The usage of drones for surveillance by law enforcement authorities in Delhi during the Citizenship Amendment Act (CAA) protests has raised concerns about privacy. Digital rights activists are calling the act of mass surveillance as illegal.
The Internet Freedom Foundation (IFF), an Indian organisation which advocates for the protection of digital rights and liberties, has written to the office of the Director General of Civil Aviation urging for urgent action. “There has been a growing use of drones by policing departments across India. Quite often these are deployed across peaceful protests to record the movements of people and pose a risk to their privacy,” the IFF says in its website.
“They also may fly close to crowds threatening injury and causing anxiety. These concerns made us look more closely as to their legal framework and to our shock we discovered that these are completely illegal,” it added.
IFF has also written to the Delhi Police commissioner asking the Delhi Police to stop the use of facial recognition technology and video surveillance to identify protesters rallying against the legislation.
Quoting media reports, IFF says that the facial recognition system being used in Delhi is disturbing. “All of these clearly point to multiple illegalities and harms. From building an underlying database of people from public protests to running it on crowds of people attending rallies. This directly impairs the rights of ordinary Indians from the assembly, speech and political participation,” it says.

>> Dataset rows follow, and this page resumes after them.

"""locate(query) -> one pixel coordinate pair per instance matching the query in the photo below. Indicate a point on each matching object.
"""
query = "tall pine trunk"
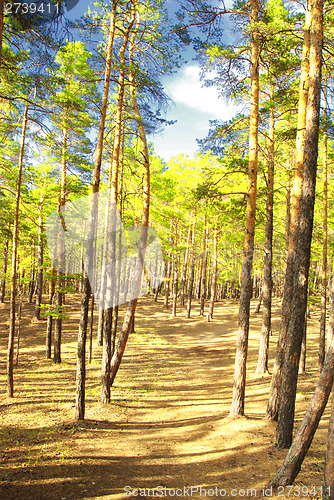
(11, 336)
(82, 334)
(238, 399)
(60, 279)
(192, 268)
(39, 290)
(129, 316)
(302, 256)
(113, 186)
(324, 242)
(4, 271)
(214, 274)
(267, 287)
(296, 192)
(204, 269)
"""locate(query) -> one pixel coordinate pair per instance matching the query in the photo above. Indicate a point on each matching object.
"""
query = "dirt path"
(167, 432)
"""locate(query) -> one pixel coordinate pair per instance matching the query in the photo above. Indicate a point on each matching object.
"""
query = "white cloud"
(186, 88)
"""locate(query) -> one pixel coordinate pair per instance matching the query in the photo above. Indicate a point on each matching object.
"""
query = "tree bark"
(40, 267)
(267, 287)
(192, 269)
(214, 275)
(238, 399)
(11, 336)
(273, 402)
(113, 186)
(322, 339)
(82, 335)
(293, 460)
(129, 316)
(204, 269)
(60, 279)
(302, 261)
(48, 343)
(184, 269)
(328, 491)
(175, 271)
(4, 271)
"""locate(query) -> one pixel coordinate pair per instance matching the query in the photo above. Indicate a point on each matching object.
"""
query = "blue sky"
(193, 105)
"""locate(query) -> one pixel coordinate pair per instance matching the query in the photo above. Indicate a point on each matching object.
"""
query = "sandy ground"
(167, 432)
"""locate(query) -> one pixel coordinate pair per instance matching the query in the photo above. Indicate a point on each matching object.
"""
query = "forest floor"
(167, 432)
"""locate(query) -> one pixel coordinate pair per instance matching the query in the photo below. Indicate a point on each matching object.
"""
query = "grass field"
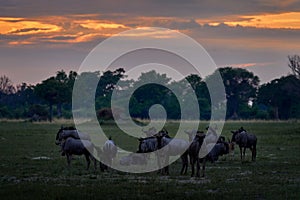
(274, 175)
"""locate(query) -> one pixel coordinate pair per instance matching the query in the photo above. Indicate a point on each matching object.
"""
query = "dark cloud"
(171, 8)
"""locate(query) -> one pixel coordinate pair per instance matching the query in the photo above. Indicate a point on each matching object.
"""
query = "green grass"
(274, 175)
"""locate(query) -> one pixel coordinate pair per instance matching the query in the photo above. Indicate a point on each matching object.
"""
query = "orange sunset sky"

India Ranks Third In Surveillance
India ranked third in the surveillance index, after Russia and China, according to a study conducted by UK-based research firm Compritech. The score of 2.4 out of 5 on the privacy index indicates a systemic failure to maintain data privacy safeguards.
The survey ranked countries based on constitutional protections, statutory protection, privacy enforcement, biometrics, data sharing and the government’s access to data among other things.
“Several countries are creating what can only be described as surveillance states, with data privacy rights seemingly taking a serious back seat. Though European nations fare better due to the stringent General Data Protection Regulation (GDPR) laws, not one country is consistent in protecting the privacy of its citizens,” the survey, conducted across 47 countries, added.
The government has been pushing for the facial recognition system claiming it is helpful for the defence forces and the law and order authorities. The central government said in September this year that it will open bids to build a centralised facial recognition surveillance system across India.
The system will be linked up with a database of individual’s details ranging from passports to fingerprints. The new interface aims to help India’s police force identify criminals, missing people and dead bodies.